Tuesday, March 13, 2012

viva hate / listen with prejudice



in this Critical Beats panel discussion from Feb 23 on the subject of Aesthetics, Innovation and Tradition (w/ Lisa Blanning, Joe Muggs, and moderator Steve Goodman aka Kode9), Stevie G starts by asking us each about our listening methodology, how we look out for and define innovation in what we're hearing. And I riff a bit about listening for a strong feeling or a strong idea, or both... move onto Fredric Jameson's A Singular Modernity re. the modernists's obsession with measurement (a metric for innovation and newness) and re. the modernist drive towards negation: decreeing things to be passe, superceded, no longer contributing to the Advance of Art. And I close by adlibbing a riff about the Court of Aesthetic Judgement and how being a stern, severe judge is necessary in an age of overload and sonic overproduction because there's a great need to thin things out, clear some space, decide what's essential and what's inessential. In a real court the presumption is "innocent until proven guilty", whereas in my Court of Aesthetic Judgement, the presumption is "boring and irrelevant until proven otherwise".

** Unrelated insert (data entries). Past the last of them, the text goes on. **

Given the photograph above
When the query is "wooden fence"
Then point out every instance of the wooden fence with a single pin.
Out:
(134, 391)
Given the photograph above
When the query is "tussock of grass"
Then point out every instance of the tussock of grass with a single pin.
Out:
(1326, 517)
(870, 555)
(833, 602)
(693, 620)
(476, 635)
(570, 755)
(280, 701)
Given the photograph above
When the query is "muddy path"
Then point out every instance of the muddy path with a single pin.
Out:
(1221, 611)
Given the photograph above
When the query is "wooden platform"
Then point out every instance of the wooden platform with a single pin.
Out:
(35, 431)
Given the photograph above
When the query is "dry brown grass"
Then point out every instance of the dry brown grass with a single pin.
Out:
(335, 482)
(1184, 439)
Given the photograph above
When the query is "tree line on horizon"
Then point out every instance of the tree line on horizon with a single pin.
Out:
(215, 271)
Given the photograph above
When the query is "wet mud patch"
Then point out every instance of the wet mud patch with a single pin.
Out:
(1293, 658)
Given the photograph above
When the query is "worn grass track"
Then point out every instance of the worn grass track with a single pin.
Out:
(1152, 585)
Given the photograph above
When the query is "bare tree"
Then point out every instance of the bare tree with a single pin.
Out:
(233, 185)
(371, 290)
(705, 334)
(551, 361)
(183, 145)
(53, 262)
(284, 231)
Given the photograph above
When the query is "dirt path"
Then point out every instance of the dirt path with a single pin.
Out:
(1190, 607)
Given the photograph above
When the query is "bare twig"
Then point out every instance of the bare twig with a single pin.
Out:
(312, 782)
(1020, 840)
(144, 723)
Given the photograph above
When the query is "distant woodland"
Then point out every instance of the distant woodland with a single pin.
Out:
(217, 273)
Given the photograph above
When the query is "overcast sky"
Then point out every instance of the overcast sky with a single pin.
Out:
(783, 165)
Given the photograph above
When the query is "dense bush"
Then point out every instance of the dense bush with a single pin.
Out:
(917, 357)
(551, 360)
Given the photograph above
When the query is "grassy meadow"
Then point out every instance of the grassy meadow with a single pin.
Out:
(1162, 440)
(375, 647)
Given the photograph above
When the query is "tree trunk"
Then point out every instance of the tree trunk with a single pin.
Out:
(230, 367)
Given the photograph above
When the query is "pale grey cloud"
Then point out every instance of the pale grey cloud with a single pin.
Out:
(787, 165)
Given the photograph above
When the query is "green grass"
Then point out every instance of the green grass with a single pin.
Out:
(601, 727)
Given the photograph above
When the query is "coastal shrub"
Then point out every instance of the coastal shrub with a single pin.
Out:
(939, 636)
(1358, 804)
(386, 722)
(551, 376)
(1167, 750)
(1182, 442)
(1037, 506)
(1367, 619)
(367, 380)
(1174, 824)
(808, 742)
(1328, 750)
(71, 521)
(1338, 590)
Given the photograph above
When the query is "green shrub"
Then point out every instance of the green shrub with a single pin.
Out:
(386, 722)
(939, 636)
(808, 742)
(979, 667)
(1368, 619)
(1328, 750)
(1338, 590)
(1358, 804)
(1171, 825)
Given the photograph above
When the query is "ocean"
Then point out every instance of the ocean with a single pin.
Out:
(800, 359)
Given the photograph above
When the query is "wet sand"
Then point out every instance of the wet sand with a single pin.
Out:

well i realised later that this is an idea i'd riffed before, slightly differently, in this 2009 blissblog post in response to something Carl Neville at the Impostume had written:

"thinking again about Carl's talk about needing to have "some broad operative criteria in order to be able to navigate the vast reaches of modern music consumption/production", how "I suspect that there’s even a certain moralistic aspect thrown in. I tend to approve of records I enjoy", I realised that in a sense what he's talking about is the necessity of having a cop in your head. Because the cop in your head is your friend; the cop in your head is you. It's a system of judgement that serves to protect you from the torrential barrage of trifle and ordure that is the entertainmentscape. (The problem with popism: it's no cop).

I'm talking about a kind of aesthetic super-ego... Most people will start with an inherited one... prejudices and biases, values and aversions that are assimilated from their immediate environment (family, friends, school, etc)...later from the media or from subcultures they might join. (That's what the Big Other is, am I right?... a collective super-ego... I ask because all I know of Zizek is osmosed via K-punk!). The goal is to create your own aesthetic/cultural super-ego... maintain and modify it... not eliminate it altogether. (People who try just end up with another super-ego: "Thou Shalt Not Listen to Indie"... you can even turn eliminating the Big Other into just another Big Other...) Having a filter, it's essential, a matter of survival, of effective time-management
. "

I'm nothing if not consistent.

And as I said in the Critical Beats thing, I got this mindset not from reading modernist manifestos and art criticism, but from the UK music press.. the punk/Burchill-ite presumption that 99 percent is shit... the structural requirement of the Singles Page as Herculean ordeal, where you review 20 singles, out of which 15 are slagged or damned with faintest praise, but to get to that 20 you have to listen to 60 singles in a grim all-day, all-of-the-night session... thinning down that week's pile of hopeful contenders who've come forth hoping for attention and praise... you get toughened up real quickly, hard-hearted, just impatient with time-wasters... that's never left me really.

but i don't really listen with prejudice... my only prejudice is an aversion to the heard-it-before, the blatantly derivative, the mildly tinkered-with... i'm prejudiced against boredom

But talking about consistency, for those who find Retromania curmudgeonly, you should read the stuff I wrote in the mid-Eighties for Monitor, when I was 22 or 23... gloomy surveys of the then-Now like "What's Missing"... basically my default position is dissatisfied: the psychology is bipolar, a violent oscillation between manic and depressive.